Thanks for the response.
I tried increasing --shm-size
to 100GB—my nodes have 1TB of RAM—but I got the same error. Additionally, I set RAY_memory_usage_threshold=0.1
, but when the threshold is exceeded, the logs indicate that there is no Ray process that can be killed.
Maybe I didn’t explain myself well in the previous post, but the worker crashes before it can start any training. This means that I initialize the Ray head process inside the container, and once it is running, I initialize the worker in the container located on the other node. The worker manages to start, but after 2 seconds, it crashes and outputs the following log:
[2025-02-13 12:08:15,896 I 141 141] main.cc:204: Setting cluster ID to: 718887e4b3ef3b1434d496ca9a6f72d2c318acb810fb66f263dc11f3
[2025-02-13 12:08:15,905 I 141 141] main.cc:319: Raylet is not set to kill unknown children.

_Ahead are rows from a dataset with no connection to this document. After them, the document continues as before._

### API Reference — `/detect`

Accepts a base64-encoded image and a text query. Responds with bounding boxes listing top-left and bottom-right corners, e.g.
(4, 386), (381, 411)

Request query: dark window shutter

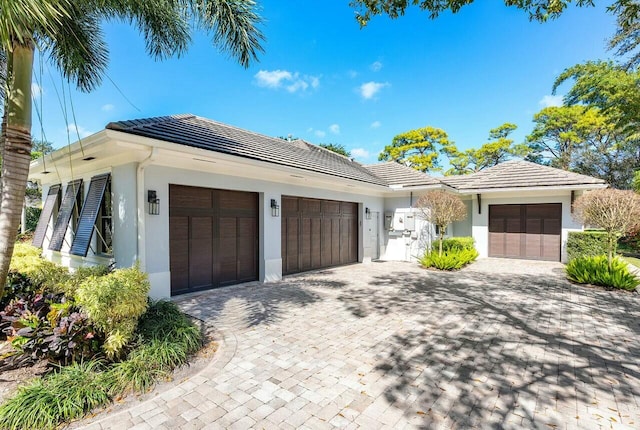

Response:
(71, 173), (110, 257)
(49, 179), (82, 251)
(31, 184), (60, 248)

[2025-02-13 12:08:15,905 I 141 141] io_service_pool.cc:35: IOServicePool is running with 1 io_service.
[2025-02-13 12:08:15,905 I 141 141] main.cc:449: Setting node ID node_id=9dcf25989a44f0aef4c4c1dcfc31fa4f7ad50bdeb67b8f3dadf4364e
[2025-02-13 12:08:15,906 I 141 141] store_runner.cc:33: Allowing the Plasma store to use up to 9GB of memory.
[2025-02-13 12:08:15,906 I 141 141] store_runner.cc:49: Starting object store with directory /dev/shm, fallback /workspace1/sdonoso/ray_tmp, and huge page support disabled
[2025-02-13 12:08:15,906 I 141 174] dlmalloc.cc:154: create_and_mmap_buffer(9000058888, /dev/shm/plasmaXXXXXX)
[2025-02-13 12:08:15,907 I 141 174] store.cc:564: Plasma store debug dump:
Current usage: 0 / 9 GB
- num bytes created total: 0
0 pending objects of total size 0MB
- objects spillable: 0
- bytes spillable: 0
- objects unsealed: 0
- bytes unsealed: 0
- objects in use: 0
- bytes in use: 0
- objects evictable: 0
- bytes evictable: 0
- objects created by worker: 0
- bytes created by worker: 0
- objects restored: 0
- bytes restored: 0
- objects received: 0
- bytes received: 0
- objects errored: 0
- bytes errored: 0
[2025-02-13 12:08:15,908 I 141 141] grpc_server.cc:135: ObjectManager server started, listening on port 43089.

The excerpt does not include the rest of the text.